Vanadyl spin qubit 2D arrays and their integration on superconducting resonators

Abstract

Vanadyl systems have been shown to possess superior quantum coherence among molecular spin qubits. Meanwhile two-dimensional (2D) networks of spin qubit nodes could provide a means to achieve the control of qubit localization and orientation required for implementation of molecular spin qubits in hybrid solid-state devices. Here, the 2D metal–organic framework [{VO(TCPP)}Zn₂(H₂O)₂]_∞ is reported and its vanadyl porphyrin node is shown to exhibit superior spin dynamics and to enable coherent spin manipulations, making it a valid spin qubit candidate. Nanodomains of the MOF 2D coordination planes are efficiently formed at the air–water interface, first under Langmuir–Schaefer conditions, allowing mono- and multiple layer deposits to be transferred to a variety of substrates.

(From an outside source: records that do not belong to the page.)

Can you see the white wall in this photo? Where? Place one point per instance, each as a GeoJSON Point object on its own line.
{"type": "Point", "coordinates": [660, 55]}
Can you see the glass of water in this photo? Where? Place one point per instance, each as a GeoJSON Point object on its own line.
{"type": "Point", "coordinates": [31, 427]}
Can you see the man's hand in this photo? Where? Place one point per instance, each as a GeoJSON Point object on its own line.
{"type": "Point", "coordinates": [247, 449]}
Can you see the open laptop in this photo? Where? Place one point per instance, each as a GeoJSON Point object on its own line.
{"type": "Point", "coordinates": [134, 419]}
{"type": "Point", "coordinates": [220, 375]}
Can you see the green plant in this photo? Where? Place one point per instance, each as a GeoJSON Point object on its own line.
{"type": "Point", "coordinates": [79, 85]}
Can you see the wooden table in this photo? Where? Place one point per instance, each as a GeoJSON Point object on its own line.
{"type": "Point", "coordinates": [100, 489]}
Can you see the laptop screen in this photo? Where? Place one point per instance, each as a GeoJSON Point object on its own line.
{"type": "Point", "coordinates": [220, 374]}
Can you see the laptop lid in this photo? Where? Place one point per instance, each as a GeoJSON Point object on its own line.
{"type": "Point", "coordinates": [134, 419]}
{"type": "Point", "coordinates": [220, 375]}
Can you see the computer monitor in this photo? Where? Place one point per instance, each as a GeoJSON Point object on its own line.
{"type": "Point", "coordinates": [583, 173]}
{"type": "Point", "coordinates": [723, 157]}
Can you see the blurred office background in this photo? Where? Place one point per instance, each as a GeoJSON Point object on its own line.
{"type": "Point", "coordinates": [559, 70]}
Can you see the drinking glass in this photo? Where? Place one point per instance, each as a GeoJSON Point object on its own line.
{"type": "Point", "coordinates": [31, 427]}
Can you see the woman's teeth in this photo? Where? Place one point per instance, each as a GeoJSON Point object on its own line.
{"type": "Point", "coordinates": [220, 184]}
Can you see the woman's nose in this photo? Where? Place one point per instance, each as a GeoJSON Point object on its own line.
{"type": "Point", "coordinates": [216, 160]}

Similar nanodomains are then successfully formed in situ on the surface of Nb superconducting coplanar resonators. Transmission measurements with a resonator with a 14 μm-wide constriction allow to estimate that the single spin-photon coupling G₁ of the vanadyl spins in the nanodomains is close to being optimal, at ca. 0.5 Hz. Altogether, these results provide the basis for developing a viable hybrid quantum computing architecture.